Exposing them to the air had hurt. Seeing their reactions had been even worse. She had always thought they’d both expected her to look more healed. To be more okay.
But if she turned Lane away now, she would break something in their friendship, and she couldn’t risk that. Not when everything was so messed up. Rebecca hated to need anyone. She really hated it.
This wasn’t need, but it was a really strong want. And it was going to win over her desire to hide.
“I...” Rebecca’s throat felt like it had been packed full of sand. “I went home with him.”
“To...see his new knitting pattern? To discuss War and Peace?” Lane’s suggestions sounded hopeful and desperate and it made Rebecca feel even worse.
“War and Peace,” she said.
“Holy hell, you slept with him.”
Rebecca let out a long, hard breath. “I mean, not really. Because I didn’t stay the night so we didn’t sleep.”
“I thought you hated him.”
“I do,” she insisted. And then felt like she was lying. She wasn’t sure she hated him. She wished she could. But she didn’t think she did anymore.
“But you slept with him.”
“You’ve never slept with a guy you didn’t like?” she asked.
“No,” said Lane. “I mean, I have often come to dislike them after the fact. Depending on how things went, sometimes very soon after the fact, but not...during.”
“I don’t know what I’m doing,” she said, feeling helpless. Sounding helpless.

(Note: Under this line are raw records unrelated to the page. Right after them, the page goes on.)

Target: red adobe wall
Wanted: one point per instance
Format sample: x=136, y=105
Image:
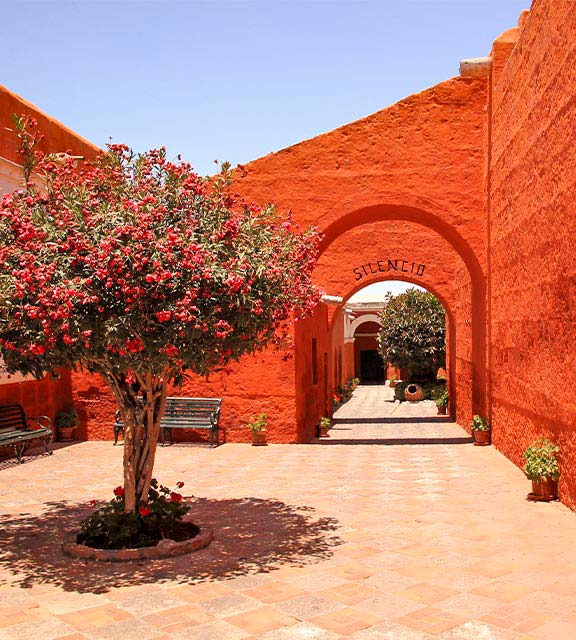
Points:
x=419, y=161
x=57, y=137
x=532, y=192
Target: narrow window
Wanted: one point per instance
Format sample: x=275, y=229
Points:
x=314, y=361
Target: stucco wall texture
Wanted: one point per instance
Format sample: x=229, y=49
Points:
x=532, y=191
x=474, y=178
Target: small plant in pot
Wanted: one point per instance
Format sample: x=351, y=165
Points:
x=541, y=467
x=441, y=401
x=66, y=421
x=325, y=424
x=481, y=431
x=257, y=426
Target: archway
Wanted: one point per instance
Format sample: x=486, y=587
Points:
x=363, y=247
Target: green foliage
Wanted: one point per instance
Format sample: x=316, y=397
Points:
x=111, y=527
x=480, y=424
x=67, y=418
x=413, y=333
x=540, y=460
x=258, y=423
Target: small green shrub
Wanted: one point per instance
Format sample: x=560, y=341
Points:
x=479, y=424
x=541, y=461
x=258, y=423
x=67, y=418
x=442, y=398
x=111, y=527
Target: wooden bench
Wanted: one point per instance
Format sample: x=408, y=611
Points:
x=184, y=413
x=191, y=413
x=15, y=430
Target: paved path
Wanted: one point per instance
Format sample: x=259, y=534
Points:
x=395, y=528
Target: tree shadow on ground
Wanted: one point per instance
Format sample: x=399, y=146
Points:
x=251, y=536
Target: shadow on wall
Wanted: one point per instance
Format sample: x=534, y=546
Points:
x=251, y=536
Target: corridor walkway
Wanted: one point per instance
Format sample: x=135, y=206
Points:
x=394, y=528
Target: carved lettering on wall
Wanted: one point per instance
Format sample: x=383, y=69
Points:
x=387, y=266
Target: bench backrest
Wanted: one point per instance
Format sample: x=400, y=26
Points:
x=191, y=410
x=12, y=417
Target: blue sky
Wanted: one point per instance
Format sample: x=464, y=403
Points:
x=234, y=80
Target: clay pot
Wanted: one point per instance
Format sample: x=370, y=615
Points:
x=258, y=438
x=65, y=434
x=482, y=438
x=544, y=490
x=413, y=392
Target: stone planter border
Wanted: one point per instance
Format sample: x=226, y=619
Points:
x=164, y=549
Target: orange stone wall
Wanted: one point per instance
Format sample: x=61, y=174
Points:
x=531, y=204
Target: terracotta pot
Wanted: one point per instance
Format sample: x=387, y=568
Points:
x=65, y=434
x=258, y=438
x=482, y=438
x=544, y=490
x=413, y=392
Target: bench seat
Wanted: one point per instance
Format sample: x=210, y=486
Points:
x=184, y=413
x=15, y=430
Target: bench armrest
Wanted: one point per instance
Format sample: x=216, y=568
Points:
x=43, y=422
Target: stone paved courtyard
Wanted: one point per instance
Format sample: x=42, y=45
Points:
x=395, y=528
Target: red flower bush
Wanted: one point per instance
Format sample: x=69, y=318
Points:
x=136, y=268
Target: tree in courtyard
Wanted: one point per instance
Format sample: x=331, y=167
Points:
x=413, y=333
x=136, y=268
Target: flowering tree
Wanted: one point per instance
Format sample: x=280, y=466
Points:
x=413, y=333
x=136, y=268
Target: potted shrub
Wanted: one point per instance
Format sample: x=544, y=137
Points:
x=66, y=421
x=325, y=424
x=541, y=467
x=257, y=426
x=481, y=431
x=441, y=400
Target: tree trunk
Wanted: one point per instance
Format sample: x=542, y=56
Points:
x=141, y=412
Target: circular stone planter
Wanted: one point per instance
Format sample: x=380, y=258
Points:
x=164, y=549
x=413, y=392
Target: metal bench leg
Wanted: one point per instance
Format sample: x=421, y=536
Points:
x=19, y=451
x=47, y=441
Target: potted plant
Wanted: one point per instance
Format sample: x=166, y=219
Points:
x=441, y=401
x=66, y=421
x=325, y=424
x=481, y=431
x=541, y=467
x=257, y=426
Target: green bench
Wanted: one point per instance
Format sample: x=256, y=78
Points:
x=185, y=413
x=15, y=430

“Obviously you can’t do that again.”
“Right,” she said, even while her stomach turned over at the thought of doing exactly that.
“Rebecca, he’s evil. He caused your accident and he’s messing with everything.”
“And selling you your store.”
“I didn’t know about the connection,” Lane said.
“I know. But I just mean...he’s not evil.”
“Even if you thought he was evil... Would you have not done it?”
Rebecca didn’t like that question, mostly because there wasn’t a good answer for it. Well, there was a lie. Which was that she had clearly decided that he was a man of excellent character, and therefore had made an extremely reasonable decision to follow her completely normal attraction to him.
The truth of the matter was there was no logic involved in any of this. She had made absolutely no decisions about the quality of his character. She had just been feeling. She spent so much time doing her very best not to do that, and here she had gone and done it spectacularly.
She had led—if not with her heart—then with her pants. There had been absolutely no reason or logic involved.
“I don’t know how to answer that,” she said, rather than going for strict honesty.